The Infrastructure deal news helped US recover from an intra-dip after opening smartly higher, such both the S&P500 and NASDAQ have posted new record closing highs, S&P +0.6% nd NASDAQ +0.7%. All S&P sub-sectors bar real estate and utilities are in the green, led by a 1.2% gain for financials. In the case of the latter this hasn’t been because of any fresh curve steepening (2, 5 and 10-year Treasuries are all between 0.6 and 1.1bp higher), though post close the Fed has said all 23 big US banks have easily cleared their latest stress tests, news that might have been anticipated earlier in the day.
On the US data front, U.S. weekly jobless claims were 411k last week, higher than the 380k consensus and little changed from 412k the prior week. So the downtrend trend looks to have flattened out, the data are of course noisy on a week to week basis. Durable goods for May saw a headline +2.3% m/m vs. 2.8% consensus and an upward revision to -0.8% in May (previously -1.3%). Core capital goods orders (non-defence ex-aircraft) were also a disappointment relative at -0.1% relative to the 0.8% consensus, though they follow an upward revision to 2.7% in May (from 2.2%).
The Bank of England votes 8-1 for no change to the Bank Rate at 0.1% and to keep QE pegged at £875bn + £20bn of corporate bonds, outgoing chief economist Andy Haldane the lone dissenter. In the accompanying narrative, the BoE says it won’t tighten until there is clear evidence of progress toward its goals, that inflation is expected to exceed 3% for a ‘temporary’ period and – most telling – that it would be wrong to undermine recovery with premature tightening.
GBP/USD has lost about 0.3% on the day and is the weakest G10 currency, some in the market obviously positioned for less dovish/hawkish tilt from the Old Lady. The only other G10 currency down on the day is CAD, off 0.15% for no obvious reason, though we’d note that diplomatic relations between Canada and China look to be taking a furtherturn for the worse. NOK again tops the G10 scoreboard as Brent crude prices maintain their hold above $75 (up another 40 cents overnight to $75.63). The high on AUD/USD has been 0.7592, so as noted above, recapturing the 0.76 handle is so far proving elusive.

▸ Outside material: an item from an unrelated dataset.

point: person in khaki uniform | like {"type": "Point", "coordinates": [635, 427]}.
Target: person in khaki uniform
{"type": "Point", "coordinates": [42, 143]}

Whether or not it does before the week is out will be important.
Finally, the law of diminishing returns looks to have well and truly set in with respect to incoming Fed speak. Having just read the transcript of a lengthy Bloomberg radio interview with NY Fed President John Williams you can see why (in the words of Talking Heads’ Psycho Killer, ‘You’re talking a lot, but you’re not saying anything’).
- US May Personal Income, Spending and the PCE deflators are the key economic report ahead of the weekend. The core PCE deflator is seen rising to 3.4% from 3.1% and headline to 3.9% from 3.6%, largely tracking what we already know from already released May CPI figures. Personal incomes are seen easing back further after the earlier stimulus-cheque boosted surge (consensus -2.5%) while Personal Spending is seen down 0.1%, as was the case in April/
- The US also has final University of Michigan Consumer Sentiment, within which the 1-year ahead inflation expectations read is seen being finalised at 4.1% up from 4.0% in the preliminary. 5yr expectations were a preliminary 2.8% down from 3.0% in May. Sentiment itself is seen coming in marginally above the preliminary reading at 86.5 (was 86.4), so still tracking a little below its (April) post pandemic high of 88.30 (the latter coming soon after the $1,600 stimulus cheques were banked – funny that)
- Elsewhere and during our time zone we get Tokyo June CPI, NZ figures and GfK UK Consumer Confidence. Nothing in Australia, save of course an update on latest Sydney covid numbers.